IN RE 1234 BROADWAY, LLC, pet-ap, v. THE NEW YORK STATE DIVISION OF HOUSING AND COMMUNITY RENEWAL res-res
9136. IN RE 1234 BROADWAY, LLC, pet-ap, v. THE NEW YORK STATE DIVISION OF HOUSING AND COMMUNITY RENEWAL res-res — Law Office of Santo Golino, New York (Santo Golino of counsel), for ap — Gary R. Connor, New York (Maria I. Doti of counsel), for The New York State Division of Housing And Community Renewal, res — The Price Law Firm, LLC, New York (Joshua C. Price of counsel), for Diana Djokaj, res — Order, Supreme Court, New York County (Anil C. Singh, J.), entered October 3, 2011, which, upon reargument, adhered to a prior order denying and dismissing a CPLR article 78 petition seeking to annul an order of respondent New York State Division of Housing and Community Renewal (DHCR), issued June 16, 2010, which denied petitioner's petitions for administrative review of two orders finding rent overcharges, unanimously affirmed, without costs.
Although the court's order purported to deny the motion to reargue, by considering the merits of petitioner building owner's argument that the court had mistakenly attributed certain payroll records to petitioner rather than to the contractor that performed apartment renovations, the court, in effect, granted reargument. Accordingly, the order is appealable (see Premier Capital v. Damon Realty Corp., 299 AD2d 158 [1st Dept 2002]). Petitioner's substantive arguments on appeal are, however, without merit.

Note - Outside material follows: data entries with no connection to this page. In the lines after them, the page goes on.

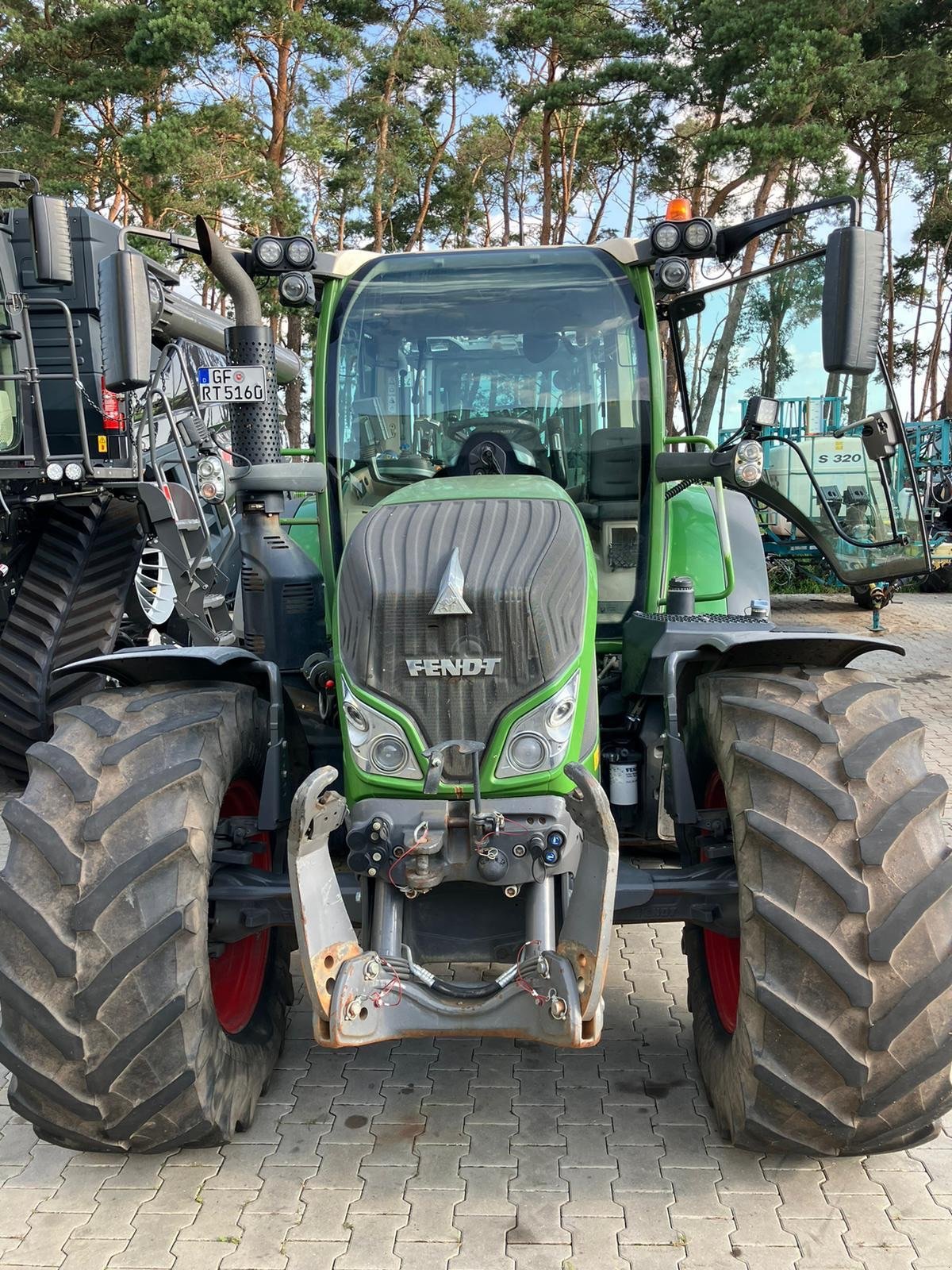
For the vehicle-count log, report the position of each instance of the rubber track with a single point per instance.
(69, 606)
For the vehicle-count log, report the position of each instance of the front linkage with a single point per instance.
(551, 994)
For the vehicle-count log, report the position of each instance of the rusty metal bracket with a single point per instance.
(325, 933)
(368, 1006)
(587, 930)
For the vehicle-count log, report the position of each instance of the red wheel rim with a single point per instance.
(723, 952)
(238, 976)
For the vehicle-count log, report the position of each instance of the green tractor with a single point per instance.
(518, 634)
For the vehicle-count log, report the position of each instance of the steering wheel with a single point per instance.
(517, 429)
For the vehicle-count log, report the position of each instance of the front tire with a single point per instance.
(843, 1034)
(109, 1022)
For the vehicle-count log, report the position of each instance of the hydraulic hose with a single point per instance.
(228, 272)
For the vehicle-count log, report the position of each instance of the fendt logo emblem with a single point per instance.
(452, 666)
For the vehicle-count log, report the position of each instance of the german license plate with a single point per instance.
(225, 385)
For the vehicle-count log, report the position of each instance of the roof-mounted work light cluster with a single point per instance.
(279, 256)
(681, 233)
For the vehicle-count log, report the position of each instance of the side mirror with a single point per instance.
(50, 234)
(852, 300)
(125, 321)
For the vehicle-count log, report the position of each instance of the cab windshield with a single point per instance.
(501, 362)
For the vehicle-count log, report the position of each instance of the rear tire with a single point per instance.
(843, 1039)
(109, 1024)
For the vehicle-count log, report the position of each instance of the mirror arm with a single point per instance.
(730, 241)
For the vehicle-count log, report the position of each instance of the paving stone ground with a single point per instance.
(488, 1156)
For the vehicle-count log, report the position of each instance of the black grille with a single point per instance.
(524, 572)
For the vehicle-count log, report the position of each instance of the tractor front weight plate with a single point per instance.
(325, 933)
(370, 1005)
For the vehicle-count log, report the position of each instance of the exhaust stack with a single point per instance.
(255, 427)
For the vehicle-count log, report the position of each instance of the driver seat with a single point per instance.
(469, 461)
(615, 476)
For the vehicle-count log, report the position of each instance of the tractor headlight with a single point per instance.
(211, 479)
(389, 755)
(268, 253)
(378, 745)
(748, 463)
(539, 740)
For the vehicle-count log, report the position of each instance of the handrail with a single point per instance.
(720, 516)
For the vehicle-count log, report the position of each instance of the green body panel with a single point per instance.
(359, 784)
(304, 529)
(695, 546)
(330, 296)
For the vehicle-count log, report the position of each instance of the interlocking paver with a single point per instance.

The role of a court in an article 78 proceeding is to consider whether the "determination was made in violation of lawful procedure, was affected by an error of law or was arbitrary, capricious or an abuse of discretion" (CPLR 7803). A court must uphold an agency's exercise of discretion unless it lacks a rational basis (Matter of Pell v. Board of Educ. of Union Free School Dist. No. 1 of Towns of Scarsdale & Mamaroneck, Westchester County, 34 NY2d 222, 231 ).
DHCR acted within its discretion, and in accordance with Policy Statement 90-10, in requesting additional proof that petitioner actually paid the contractor, with whom it shared a familial identity of interest, for the renovations allegedly performed in the two apartment units at issue (see Matter of Waverly Assoc. v. New York State Div. of Hous. & Community Renewal, 12 AD3d 272 [1st Dept 2004]), and, when such proof was not forthcoming, in determining that the evidence of cost and payment was inadequate to support "individual apartment increases" in rent. Further, under all of the relevant circumstances, the imposition of treble damages was appropriate.
This constitutes the decision and order of the Supreme Court, Appellate Division, First Department.